I haven't mentioned all of the Newbery winners that I've read (and blogged about over at The Newbery Project) for a long time. So here are links to some of the best of the ones that I've read in the last year:
The Twenty-One Balloons, by by William Pène du Bois - won in 1948 and I think this is the most underrated of my favorites. It belongs on your shelf along with Jules Verne, and both my (then 11 year old) son and I loved it.
Miracles on Maple Hill, by Virginia Sorensen - set squarely in the 1950's, I think this is another winner a lot of people have never heard about. Great story about the healing power of nature (think The Secret Garden).
Gay-Neck: The Story of a Pigeon, by Dhan Gopal Mukerji - sadly, no boy (and few girls) over the age of 8 or 9 will ever check this out of the school library, and it was surprisingly modern and engaging for something that was published in 1927. Maybe you can find a copy published in the U.K., where it carries the title Chitra: The Story of a Pigeon. Seriously, this story of a pigeon was pretty darn cool. Who would have guessed?
Dear Mr. Henshaw, by Beverly Cleary - another book that sounded booooring but was fun. If you've ever written a letter to an author (or your child has to for a school project), you might enjoy this. And you don't have to be divorced or have divorced parents to like the book, either.
Hitty: Her First Hundred Years, by Rachel Field - yes, old-fashioned again (hey, it won in 1930), but surprisingly interesting, especially for a book about a doll. I don't even like dolls and I liked this a lot.
and finally, my favorite out of all of these: The Graveyard Book, by Neil Gaiman - this year's winner. I didn't want to read it at first, because I'm not a huge fan of horror, but the reviews (even before it won the Newbery) convinced me that I should give it a try.
The first chapter is scary - not graphic and gory, but definitely scary. And if one of your kid's anxieties is that people are going to sneak into your house and kill you all while you sleep, you might want to steer them away from The Graveyard Book for a bit. Anyway, because of the nature of the story, librarians are having a hard time deciding whether to put it in the regular kid's section or in the YA or Teen section.
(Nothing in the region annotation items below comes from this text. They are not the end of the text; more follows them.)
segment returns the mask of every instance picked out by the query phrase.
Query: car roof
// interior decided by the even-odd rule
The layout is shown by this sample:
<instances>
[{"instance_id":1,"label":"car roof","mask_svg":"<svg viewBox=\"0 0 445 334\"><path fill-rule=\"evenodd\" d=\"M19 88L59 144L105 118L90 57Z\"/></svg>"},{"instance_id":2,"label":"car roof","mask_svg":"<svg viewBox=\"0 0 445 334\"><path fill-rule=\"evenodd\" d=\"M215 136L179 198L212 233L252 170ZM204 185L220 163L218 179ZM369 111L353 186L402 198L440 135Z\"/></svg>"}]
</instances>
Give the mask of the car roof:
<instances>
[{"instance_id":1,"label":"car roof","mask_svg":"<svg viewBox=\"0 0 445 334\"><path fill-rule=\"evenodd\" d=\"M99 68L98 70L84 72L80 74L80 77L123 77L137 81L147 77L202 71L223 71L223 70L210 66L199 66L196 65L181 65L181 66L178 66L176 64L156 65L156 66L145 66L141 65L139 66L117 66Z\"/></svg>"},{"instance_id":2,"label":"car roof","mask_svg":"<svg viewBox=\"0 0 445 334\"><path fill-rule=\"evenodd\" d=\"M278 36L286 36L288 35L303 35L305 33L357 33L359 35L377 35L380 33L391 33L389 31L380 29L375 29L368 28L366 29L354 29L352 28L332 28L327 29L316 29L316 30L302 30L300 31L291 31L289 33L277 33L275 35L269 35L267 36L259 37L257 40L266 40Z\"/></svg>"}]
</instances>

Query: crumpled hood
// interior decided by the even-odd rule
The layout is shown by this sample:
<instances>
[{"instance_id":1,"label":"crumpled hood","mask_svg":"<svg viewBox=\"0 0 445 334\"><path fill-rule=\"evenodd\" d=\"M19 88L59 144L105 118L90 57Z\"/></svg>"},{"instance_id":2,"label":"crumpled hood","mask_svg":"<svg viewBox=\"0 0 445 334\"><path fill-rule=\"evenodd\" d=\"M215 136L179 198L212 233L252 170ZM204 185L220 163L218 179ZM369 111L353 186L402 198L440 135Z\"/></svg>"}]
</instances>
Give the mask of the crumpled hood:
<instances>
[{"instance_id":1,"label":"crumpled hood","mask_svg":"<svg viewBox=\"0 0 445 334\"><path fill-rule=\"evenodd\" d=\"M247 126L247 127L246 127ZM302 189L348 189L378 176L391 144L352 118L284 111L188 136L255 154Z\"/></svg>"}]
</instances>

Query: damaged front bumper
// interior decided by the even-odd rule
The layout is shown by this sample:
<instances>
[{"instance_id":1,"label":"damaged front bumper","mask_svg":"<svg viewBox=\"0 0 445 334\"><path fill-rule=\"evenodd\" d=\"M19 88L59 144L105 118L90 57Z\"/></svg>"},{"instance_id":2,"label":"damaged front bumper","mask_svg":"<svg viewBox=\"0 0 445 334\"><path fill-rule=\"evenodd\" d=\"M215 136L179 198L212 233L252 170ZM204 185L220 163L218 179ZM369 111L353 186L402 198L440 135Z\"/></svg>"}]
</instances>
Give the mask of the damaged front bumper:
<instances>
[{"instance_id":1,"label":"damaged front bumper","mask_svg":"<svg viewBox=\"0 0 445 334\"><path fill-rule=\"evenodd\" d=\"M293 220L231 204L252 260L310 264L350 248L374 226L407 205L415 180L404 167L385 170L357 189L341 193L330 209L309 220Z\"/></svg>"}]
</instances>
The Ann Arbor District Library gets mentioned in this article as having
"hit upon the most Solomon-like solution to the problem — it classifies Gaiman’s book under Y for youth fiction, which is in between J for juvenile and T for books in the teen room."I see that my local library (the Saline District Library) put it in the youth section ("birth through age twelve"). I kind of hope that they buy another copy and put it in the Teen section, because some of the comments on the School Library Journal article note that older kids don't want to check stuff out of the "little kid" section, whereas readers that are 11-14 years old are usually eager to venture into the Teen room. My 12 year goes happily back and forth between the two sections, but he's oblivious to some of the social rules and status distinctions that rule his peers.
I liked Roger Sutton's perspective on this. Really, though, you should just buy your own copy of The Graveyard Book, read it yourself (because I predict you'll want to read it again and again), and decide if your kids can handle it.